Reputation: 651
I have two pandas DataFrames like this:
category 1 2 3
b 15 35 20
d 40 35 15
category total
a 10
b 10
c 10
d 10
e 10
f 10
In the second Dataframe the categories are unique, and there is only one row per category. In the first Dataframe a category can appear more than once.
I would like to add the element in column '2' in the first DataFrame to the corresponding element in the second DataFrame, the element in column '1' should be added to the cell above and the one in column '3' to the cell below.
Rendering this result:
category total
a 10 + 15
b 10 + 35
c 10 + 20 + 40
d 10 + 35
e 10 + 15
f 10
Is there a good way to do this using Pandas? I have a very large dataset so it is important to me that the approach I choose is fast and doesn't use too much memory. Would it be better if I did not use Pandas and used Numpy instead?
Upvotes: 3
Views: 113
Reputation: 1790
I found it hard to do it in a completely vectorized way : the thing is that in df2
, the same category can be in contiguous indices, and so the windows would overlap, making a loop (for me) necessary.
How I created the data :
df1 = pd.DataFrame(data=[[15, 35, 20],
[40, 35, 15]],
columns=[1, 2, 3],
index=['b', 'd'])
df2 = pd.DataFrame({'category': list('abcdef'),
'total': [10] * 6})
df2 = df2.set_index('category')
And then the processing part : the accu
array accumulates all the values that we will later add to the total
column.
accu = np.zeros_like(df2['total'].values.ravel())
for cat in df1.index.unique():
idx = df2.index.get_loc(cat)
accu[max(idx - 1, 0) : (idx + 2)] += np.sum(df1.loc[cat].values, axis=0)
df2['total'] += accu
It could surely be faster with numpy
broadcasting and smart-indexing functionalities, but in spite of memory efficiency in my opinion. Just tell me if this solution is not fast enough for you as is.
Upvotes: 1
Reputation: 5706
Somewhat long but doesn't require loops:
first = pd.DataFrame([['b', 15, 35, 20], ['d', 40, 35, 15]], columns = ['Category', '1', '2', '3'])
# Category 1 2 3
# 0 b 15 35 20
# 1 d 40 35 15
second = pd.DataFrame( [['a', 10 ],['b', 10],['c', 10 ],['d', 10 ], ['e', 10 ], ['f', 10 ]], columns=['Category', 'total'])
# Category total
# 0 a 10
# 1 b 10
# 2 c 10
# 3 d 10
# 4 e 10
# 5 f 10
There's a mapping for above and below values. if you think about it: the mapping of second['Category']
to first['Category']
can be summarized as below (second['category']

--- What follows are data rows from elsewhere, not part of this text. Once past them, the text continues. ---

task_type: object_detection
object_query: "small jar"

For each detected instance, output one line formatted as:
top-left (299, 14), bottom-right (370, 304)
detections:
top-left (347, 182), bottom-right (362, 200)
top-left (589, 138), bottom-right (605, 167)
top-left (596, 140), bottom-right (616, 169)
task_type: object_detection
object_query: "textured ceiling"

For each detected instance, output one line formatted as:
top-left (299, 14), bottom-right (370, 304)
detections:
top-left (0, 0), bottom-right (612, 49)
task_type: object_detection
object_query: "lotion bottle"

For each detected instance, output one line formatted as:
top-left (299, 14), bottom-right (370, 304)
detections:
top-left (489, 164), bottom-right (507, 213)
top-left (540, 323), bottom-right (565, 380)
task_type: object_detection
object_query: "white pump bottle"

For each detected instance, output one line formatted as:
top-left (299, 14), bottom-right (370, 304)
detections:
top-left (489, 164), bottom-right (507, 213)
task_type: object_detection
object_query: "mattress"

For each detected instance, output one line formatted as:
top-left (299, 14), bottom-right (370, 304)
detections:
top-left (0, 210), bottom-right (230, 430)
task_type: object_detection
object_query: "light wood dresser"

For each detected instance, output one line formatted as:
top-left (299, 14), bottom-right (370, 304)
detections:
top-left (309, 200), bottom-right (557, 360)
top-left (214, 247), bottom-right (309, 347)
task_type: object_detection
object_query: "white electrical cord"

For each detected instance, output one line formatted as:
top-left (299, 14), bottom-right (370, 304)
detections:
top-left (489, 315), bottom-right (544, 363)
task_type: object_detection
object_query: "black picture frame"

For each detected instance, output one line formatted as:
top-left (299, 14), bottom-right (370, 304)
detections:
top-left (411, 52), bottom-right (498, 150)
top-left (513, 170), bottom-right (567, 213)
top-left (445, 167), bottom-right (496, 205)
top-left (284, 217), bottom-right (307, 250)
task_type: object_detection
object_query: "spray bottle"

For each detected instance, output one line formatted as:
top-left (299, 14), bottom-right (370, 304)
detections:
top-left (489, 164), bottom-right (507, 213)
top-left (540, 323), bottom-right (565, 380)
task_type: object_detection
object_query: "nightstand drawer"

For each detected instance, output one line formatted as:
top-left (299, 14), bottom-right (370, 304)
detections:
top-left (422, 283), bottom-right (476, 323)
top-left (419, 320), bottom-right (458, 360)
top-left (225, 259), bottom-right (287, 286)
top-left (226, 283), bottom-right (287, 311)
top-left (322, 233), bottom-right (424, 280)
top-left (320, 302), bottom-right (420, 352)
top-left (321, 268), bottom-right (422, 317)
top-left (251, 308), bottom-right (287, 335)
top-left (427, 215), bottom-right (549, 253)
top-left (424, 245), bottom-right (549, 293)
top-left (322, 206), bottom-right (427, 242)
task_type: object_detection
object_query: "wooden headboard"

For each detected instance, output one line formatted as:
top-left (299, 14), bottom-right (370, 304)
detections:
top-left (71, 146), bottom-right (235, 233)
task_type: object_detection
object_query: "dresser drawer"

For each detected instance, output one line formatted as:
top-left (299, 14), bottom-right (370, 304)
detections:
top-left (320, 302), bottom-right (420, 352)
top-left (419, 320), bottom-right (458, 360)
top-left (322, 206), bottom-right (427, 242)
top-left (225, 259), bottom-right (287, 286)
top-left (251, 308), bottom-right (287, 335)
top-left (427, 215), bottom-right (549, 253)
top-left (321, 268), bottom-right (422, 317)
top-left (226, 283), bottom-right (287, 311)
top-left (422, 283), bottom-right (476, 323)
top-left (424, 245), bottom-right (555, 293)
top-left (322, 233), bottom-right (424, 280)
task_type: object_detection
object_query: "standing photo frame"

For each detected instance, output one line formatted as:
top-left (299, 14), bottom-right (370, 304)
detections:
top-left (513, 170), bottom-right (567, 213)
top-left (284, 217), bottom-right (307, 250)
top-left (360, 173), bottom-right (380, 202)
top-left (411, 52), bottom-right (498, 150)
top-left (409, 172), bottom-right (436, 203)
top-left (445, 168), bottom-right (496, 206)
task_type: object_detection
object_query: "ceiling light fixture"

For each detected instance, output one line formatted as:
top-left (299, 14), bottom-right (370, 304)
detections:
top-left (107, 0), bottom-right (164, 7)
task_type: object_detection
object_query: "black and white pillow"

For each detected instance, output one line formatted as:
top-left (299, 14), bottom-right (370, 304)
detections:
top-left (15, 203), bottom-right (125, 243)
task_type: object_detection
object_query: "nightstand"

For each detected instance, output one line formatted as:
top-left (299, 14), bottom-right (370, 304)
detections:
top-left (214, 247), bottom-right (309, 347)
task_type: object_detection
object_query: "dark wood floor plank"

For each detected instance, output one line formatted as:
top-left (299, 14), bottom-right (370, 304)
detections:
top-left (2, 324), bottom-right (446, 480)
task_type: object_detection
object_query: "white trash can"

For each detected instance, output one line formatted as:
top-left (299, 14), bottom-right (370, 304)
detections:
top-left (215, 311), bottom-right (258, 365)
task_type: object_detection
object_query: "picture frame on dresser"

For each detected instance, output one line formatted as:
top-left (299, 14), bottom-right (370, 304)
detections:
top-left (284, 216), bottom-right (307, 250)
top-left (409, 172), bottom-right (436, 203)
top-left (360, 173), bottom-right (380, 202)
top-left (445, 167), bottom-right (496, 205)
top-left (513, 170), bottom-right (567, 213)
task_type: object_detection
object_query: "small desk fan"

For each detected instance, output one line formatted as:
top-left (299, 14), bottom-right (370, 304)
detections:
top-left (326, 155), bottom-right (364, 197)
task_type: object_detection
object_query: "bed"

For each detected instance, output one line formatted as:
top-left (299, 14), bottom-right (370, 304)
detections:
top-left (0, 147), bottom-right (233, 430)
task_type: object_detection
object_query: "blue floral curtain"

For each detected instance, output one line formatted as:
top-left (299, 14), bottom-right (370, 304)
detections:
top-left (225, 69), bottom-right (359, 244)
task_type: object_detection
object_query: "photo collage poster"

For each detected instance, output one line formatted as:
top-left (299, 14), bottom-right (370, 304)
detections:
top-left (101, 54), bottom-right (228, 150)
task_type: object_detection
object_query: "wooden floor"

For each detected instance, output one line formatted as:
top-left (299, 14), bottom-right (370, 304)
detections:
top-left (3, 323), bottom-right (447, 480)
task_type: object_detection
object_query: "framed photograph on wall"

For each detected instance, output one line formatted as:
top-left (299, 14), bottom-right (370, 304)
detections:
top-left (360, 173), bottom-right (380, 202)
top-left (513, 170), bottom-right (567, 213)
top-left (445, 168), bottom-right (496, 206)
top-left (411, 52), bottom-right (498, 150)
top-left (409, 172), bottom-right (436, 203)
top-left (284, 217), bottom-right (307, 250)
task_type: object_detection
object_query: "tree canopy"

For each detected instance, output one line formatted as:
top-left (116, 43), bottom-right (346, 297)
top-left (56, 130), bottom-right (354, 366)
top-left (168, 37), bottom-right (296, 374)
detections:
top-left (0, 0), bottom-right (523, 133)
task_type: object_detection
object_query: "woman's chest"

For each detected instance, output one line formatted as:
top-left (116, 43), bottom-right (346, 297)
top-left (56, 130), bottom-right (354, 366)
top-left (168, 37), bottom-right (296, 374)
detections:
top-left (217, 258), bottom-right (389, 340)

should have distinct values):
second['above_mapped'] = second['Category'].shift(-1)
second['below_mapped'] = second['Category'].shift(1)
print(second)
Category total above_mapped below_mapped
0 a 10 b NaN
1 b 10 c a
2 c 10 d b
3 d 10 e c
4 e 10 f d
5 f 10 NaN e
Using the above mapping table, I can create two dictionaries to define the mapping:
above_map = pd.Series(second['above_mapped'].values, index=second['Category']).to_dict()
# {'a': 'b', 'b': 'c', 'c': 'd', 'd': 'e', 'e': 'f', 'f': nan}
below_map = pd.Series(second['below_mapped'].values, index=second['Category']).to_dict()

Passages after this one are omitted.